Time-Restricted Double-Spending Attack on PoW-based Blockchains
Yiming Jiang, Jiangfan Zhang
TL;DR
Problem addressed: double-spending attacks on PoW blockchains for applications with finite task windows; approach: define a time-restricted DSA (TR-DSA) and derive a closed-form success probability $P_s^{(TR)}$ by mapping the catch-up event to a two-dimensional boundary-hitting random walk, with $b$ following a negative-binomial distribution and $Q(l,m,n)$ expressed via Catalan-number structures; contributions: (i) full closed-form for $P_s^{(TR)}$, (ii) proof that $P_s^{(TR)} ≤ P_s^{(TU)}$ with strict inequality for $0<I<1$, and (iii) numerical validation showing monotone increase of $P_s^{(TR)}$ with horizon $L$ and nonzero risk even if $I≥0.5$; practical impact: offers a quantitative risk instrument to set secure confirmation depths $Z$ and to evaluate attacker feasibility under limited resources.
Abstract
Numerous blockchain applications are designed with tasks that naturally have finite durations, and hence, a double-spending attack (DSA) on such blockchain applications leans towards being conducted within a finite timeframe, specifically before the completion of their tasks.

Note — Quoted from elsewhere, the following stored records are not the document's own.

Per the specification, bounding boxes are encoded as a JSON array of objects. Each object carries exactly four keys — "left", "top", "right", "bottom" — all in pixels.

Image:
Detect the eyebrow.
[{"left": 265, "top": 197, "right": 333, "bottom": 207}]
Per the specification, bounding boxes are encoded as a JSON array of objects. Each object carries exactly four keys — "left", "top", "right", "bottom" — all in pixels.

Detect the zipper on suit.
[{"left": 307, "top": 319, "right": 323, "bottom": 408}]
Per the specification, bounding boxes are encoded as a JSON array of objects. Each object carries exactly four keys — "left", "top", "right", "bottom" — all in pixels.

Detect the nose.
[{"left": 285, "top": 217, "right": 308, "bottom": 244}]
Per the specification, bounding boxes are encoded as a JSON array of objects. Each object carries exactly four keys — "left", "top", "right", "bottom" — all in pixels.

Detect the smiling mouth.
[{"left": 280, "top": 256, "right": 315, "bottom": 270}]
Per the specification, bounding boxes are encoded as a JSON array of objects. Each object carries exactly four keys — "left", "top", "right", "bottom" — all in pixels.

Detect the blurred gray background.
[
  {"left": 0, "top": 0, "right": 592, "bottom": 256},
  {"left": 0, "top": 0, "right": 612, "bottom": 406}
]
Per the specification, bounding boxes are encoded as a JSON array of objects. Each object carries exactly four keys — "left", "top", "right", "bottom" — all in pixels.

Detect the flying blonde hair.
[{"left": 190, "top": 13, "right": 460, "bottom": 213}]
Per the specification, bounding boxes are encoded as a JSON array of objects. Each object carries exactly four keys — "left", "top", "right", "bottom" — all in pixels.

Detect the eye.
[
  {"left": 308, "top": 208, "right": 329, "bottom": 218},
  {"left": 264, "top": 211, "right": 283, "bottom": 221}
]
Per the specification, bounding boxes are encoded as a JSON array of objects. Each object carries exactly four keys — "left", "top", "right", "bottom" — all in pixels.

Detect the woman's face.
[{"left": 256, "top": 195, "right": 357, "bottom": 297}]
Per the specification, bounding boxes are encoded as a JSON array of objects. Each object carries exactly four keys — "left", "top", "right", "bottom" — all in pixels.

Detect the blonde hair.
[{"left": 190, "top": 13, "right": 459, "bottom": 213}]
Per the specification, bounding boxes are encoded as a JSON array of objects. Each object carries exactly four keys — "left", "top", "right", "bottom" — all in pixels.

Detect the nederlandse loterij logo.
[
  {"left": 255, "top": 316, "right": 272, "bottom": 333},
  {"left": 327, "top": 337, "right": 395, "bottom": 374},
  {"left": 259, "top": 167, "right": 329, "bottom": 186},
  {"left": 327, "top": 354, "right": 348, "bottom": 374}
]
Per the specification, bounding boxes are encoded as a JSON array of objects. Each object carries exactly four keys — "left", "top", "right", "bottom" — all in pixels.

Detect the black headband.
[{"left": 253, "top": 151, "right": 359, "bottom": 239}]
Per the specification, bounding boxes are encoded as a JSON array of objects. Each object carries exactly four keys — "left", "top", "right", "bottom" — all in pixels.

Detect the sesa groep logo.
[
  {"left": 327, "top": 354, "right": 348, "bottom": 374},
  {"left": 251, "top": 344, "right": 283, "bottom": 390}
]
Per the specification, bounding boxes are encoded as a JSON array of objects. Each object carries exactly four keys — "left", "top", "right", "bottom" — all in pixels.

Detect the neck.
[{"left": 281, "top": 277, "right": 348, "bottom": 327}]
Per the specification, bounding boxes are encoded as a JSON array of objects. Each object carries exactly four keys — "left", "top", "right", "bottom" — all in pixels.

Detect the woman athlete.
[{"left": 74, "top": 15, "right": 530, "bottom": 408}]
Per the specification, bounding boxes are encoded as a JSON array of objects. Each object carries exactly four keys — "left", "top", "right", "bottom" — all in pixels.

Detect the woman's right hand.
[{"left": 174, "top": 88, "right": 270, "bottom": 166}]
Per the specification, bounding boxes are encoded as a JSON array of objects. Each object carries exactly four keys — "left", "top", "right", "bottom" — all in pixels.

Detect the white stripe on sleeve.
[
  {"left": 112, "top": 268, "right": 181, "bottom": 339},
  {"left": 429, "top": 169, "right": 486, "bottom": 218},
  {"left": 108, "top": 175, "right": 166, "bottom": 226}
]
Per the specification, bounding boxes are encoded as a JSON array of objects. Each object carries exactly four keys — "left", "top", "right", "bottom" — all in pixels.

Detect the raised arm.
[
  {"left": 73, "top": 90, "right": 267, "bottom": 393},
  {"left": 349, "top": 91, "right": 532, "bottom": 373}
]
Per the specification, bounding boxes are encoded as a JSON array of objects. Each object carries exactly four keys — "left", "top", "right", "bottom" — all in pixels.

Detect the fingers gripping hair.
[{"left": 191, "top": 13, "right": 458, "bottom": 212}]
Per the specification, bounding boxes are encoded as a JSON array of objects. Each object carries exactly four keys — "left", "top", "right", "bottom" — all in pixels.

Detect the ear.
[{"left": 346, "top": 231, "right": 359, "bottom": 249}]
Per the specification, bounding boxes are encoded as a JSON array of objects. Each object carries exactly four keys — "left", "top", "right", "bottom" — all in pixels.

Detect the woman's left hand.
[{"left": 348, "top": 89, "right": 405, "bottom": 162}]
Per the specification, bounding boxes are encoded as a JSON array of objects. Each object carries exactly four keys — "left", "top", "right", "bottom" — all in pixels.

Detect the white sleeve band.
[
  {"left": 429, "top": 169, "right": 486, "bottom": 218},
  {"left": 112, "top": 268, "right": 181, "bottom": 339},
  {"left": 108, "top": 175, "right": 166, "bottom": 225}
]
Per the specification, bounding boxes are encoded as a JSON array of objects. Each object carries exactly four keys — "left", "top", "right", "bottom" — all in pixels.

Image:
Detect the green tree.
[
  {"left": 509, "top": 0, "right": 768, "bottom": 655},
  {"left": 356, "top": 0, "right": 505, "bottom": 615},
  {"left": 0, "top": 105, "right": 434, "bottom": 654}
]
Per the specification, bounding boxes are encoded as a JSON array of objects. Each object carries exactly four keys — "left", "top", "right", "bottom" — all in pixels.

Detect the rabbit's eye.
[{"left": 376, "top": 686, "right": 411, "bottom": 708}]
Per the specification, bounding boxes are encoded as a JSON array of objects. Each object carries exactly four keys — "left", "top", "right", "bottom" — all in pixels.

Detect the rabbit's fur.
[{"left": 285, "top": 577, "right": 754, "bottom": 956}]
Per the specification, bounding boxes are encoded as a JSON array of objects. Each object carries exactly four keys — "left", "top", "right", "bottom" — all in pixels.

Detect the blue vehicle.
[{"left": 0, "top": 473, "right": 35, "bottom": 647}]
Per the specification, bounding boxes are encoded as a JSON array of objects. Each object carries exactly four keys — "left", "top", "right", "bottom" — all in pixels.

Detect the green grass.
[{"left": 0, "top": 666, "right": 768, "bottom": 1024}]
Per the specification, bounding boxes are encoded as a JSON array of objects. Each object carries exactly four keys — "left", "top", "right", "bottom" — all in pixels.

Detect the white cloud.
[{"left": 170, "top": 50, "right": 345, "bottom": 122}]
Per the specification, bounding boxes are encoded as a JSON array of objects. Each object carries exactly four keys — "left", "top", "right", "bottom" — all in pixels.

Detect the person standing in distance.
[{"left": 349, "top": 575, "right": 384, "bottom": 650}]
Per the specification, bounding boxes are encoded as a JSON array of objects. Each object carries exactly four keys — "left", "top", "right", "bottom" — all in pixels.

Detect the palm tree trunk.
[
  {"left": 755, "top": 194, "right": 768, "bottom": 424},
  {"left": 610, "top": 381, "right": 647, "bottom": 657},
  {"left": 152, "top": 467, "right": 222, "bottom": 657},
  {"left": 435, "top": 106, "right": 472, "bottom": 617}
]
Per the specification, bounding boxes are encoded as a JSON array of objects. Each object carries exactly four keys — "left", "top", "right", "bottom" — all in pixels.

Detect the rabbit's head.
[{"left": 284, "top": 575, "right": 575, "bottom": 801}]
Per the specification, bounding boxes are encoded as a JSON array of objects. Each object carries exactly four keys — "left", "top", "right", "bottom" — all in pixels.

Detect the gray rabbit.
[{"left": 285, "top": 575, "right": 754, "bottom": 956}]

Furthermore, existing research suggests that practical attackers typically favor executing a DSA within a finite timeframe due to their limited computational resources. These observations serve as the impetus for this paper to investigate a time-restricted DSA (TR-DSA) model on Proof-of-Work based blockchains. In this TR-DSA model, an attacker only mines its branch within a finite timeframe, and the TR-DSA is considered unsuccessful if the attacker's branch fails to surpass the honest miners' branch when the honest miners' branch has grown by a specific number of blocks. First, we developed a general closed-form expression for the success probability of a TR-DSA. This developed probability not only can assist in evaluating the risk of a DSA on blockchain applications with timely tasks, but also can enable practical attackers with limited computational resources to assess the feasibility and expected reward of launching a TR-DSA. In addition, we provide rigorous proof that the success probability of a TR-DSA is no greater than that of a time-unrestricted DSA where the attacker indefinitely mines its branch. This result implies that blockchain applications with timely tasks are less vulnerable to DSAs than blockchain applications that provide attackers with an unlimited timeframe for their attacks. Furthermore, we show that the success probability of a TR-DSA is always smaller than one even though the attacker controls more than half of the hash rate in the network. This result alerts attackers that there is still a risk of failure in launching a TR-DSA even if they amass a majority of the hash rate in the network.